Pour varier les plaisirs, nous redescendons par un autre vallon, aux éboulis tout aussi exécrables, pour visiter au passage un tizi plus modeste (3950m), et rejoindre le refuge, où nous sommes contraints de passer la nuit, car ni camping, ni même bivouac, ne sont autorisés plus haut (sic). Nous avons ainsi échappé à un vent violent et glacial, qui, le lendemain, nous a fait oublier qu'on était en terre d'Afrique.

La bande à trois se retrouve avec trois vélos allégés des sacs, laissés à une croisée de chemin, au Tizi n'Ouagane, à 3750 mètres, à l'amorce d'une longue vallée descendant vers le sud, pour les tizi franchis en mai 88. Cet aller (qui laisse prévoir un retour), n'est qu'une étape vers l'objectif, un double sommet, Ras n'Ouanoukrim, à 4065 mètres et Timesguida, à 4085 mètres, entre lesquels un guide de ski place un col donné à 3975 mètres, et sur lesquels, Allah nous préserve, aucune légende n'a trait.

Par des rochers plus ou moins escarpés, puis un grand plateau rocheux, nous voici, les trois au complet, au premier sommet, en vue du col qui ne semble guère éloigné en altitude.

A l'aide de relevés altimètriques établis à partir des deux sommets, plus aucun doute n'est permis, ce tizi est bien à 4000 mètres et figurera en bonne place sur nos listes, notamment celle de Francis, qui le même jour franchit son premier 3000 et son premier 4000.

Loin de nous l'idée de demander à René Poty, l'homologation de ce tizi visité par trois cyclos français, faute de disposer de cartes aussi précises que celles dont nous disposons en France.
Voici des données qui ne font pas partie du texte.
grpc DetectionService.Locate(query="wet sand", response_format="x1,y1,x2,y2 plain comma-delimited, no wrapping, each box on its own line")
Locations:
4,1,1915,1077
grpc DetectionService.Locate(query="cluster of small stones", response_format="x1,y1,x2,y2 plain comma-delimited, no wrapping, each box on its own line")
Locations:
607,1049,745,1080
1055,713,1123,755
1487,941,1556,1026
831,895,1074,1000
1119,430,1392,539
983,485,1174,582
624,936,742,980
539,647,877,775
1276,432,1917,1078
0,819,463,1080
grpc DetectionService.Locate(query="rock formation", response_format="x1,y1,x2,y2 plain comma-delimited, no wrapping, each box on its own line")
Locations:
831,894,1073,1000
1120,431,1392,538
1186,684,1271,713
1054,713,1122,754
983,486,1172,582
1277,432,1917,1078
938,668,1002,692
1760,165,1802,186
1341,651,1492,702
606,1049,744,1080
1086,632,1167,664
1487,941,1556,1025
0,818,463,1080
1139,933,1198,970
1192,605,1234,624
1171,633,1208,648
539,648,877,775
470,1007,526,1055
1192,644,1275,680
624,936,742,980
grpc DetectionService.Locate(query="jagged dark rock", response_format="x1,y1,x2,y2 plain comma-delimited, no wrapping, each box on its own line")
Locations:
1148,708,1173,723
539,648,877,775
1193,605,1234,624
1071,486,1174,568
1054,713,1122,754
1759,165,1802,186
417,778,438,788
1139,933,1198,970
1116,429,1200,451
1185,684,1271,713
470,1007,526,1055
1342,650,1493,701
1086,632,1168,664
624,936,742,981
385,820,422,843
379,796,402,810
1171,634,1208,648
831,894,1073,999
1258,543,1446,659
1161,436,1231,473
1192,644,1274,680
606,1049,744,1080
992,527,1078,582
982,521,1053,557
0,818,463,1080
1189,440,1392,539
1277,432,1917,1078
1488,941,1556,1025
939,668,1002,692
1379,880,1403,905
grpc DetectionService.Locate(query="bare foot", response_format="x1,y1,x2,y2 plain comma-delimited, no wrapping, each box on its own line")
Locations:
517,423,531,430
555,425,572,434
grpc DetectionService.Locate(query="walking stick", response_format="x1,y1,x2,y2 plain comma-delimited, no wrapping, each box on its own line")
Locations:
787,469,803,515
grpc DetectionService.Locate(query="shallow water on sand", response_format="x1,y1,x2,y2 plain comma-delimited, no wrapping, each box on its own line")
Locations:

Après avoir retrouvé nos sacs, il reste à franchir le Tizi n'Ouanoums à 3664 mètres, bien raide pour les vélos chargés et guère fréquenté par les mulets, si on en juge par l'absence de crottin, habituellement très polluant sur les chemins marocains.

Longue sera la descente sur le lac d'Ifni (un lac sous la pluie, double rareté sur le versant sud du Haut Atlas), lac qu'on atteindra le lendemain matin, et longues seront les trois journées qui nous mèneront jusqu'à la vallée de l'Ourika, après une belle brochette de cols entre 3100 et 3600 mètres, gîtant soit chez l'habitant soit à la belle étoile, découvrant les multiples vallées-oasis du Haut Atlas, où seules les terrasses irriguées bordées de noyers centenaires, échappent à l'emprise de la rocaille omniprésente.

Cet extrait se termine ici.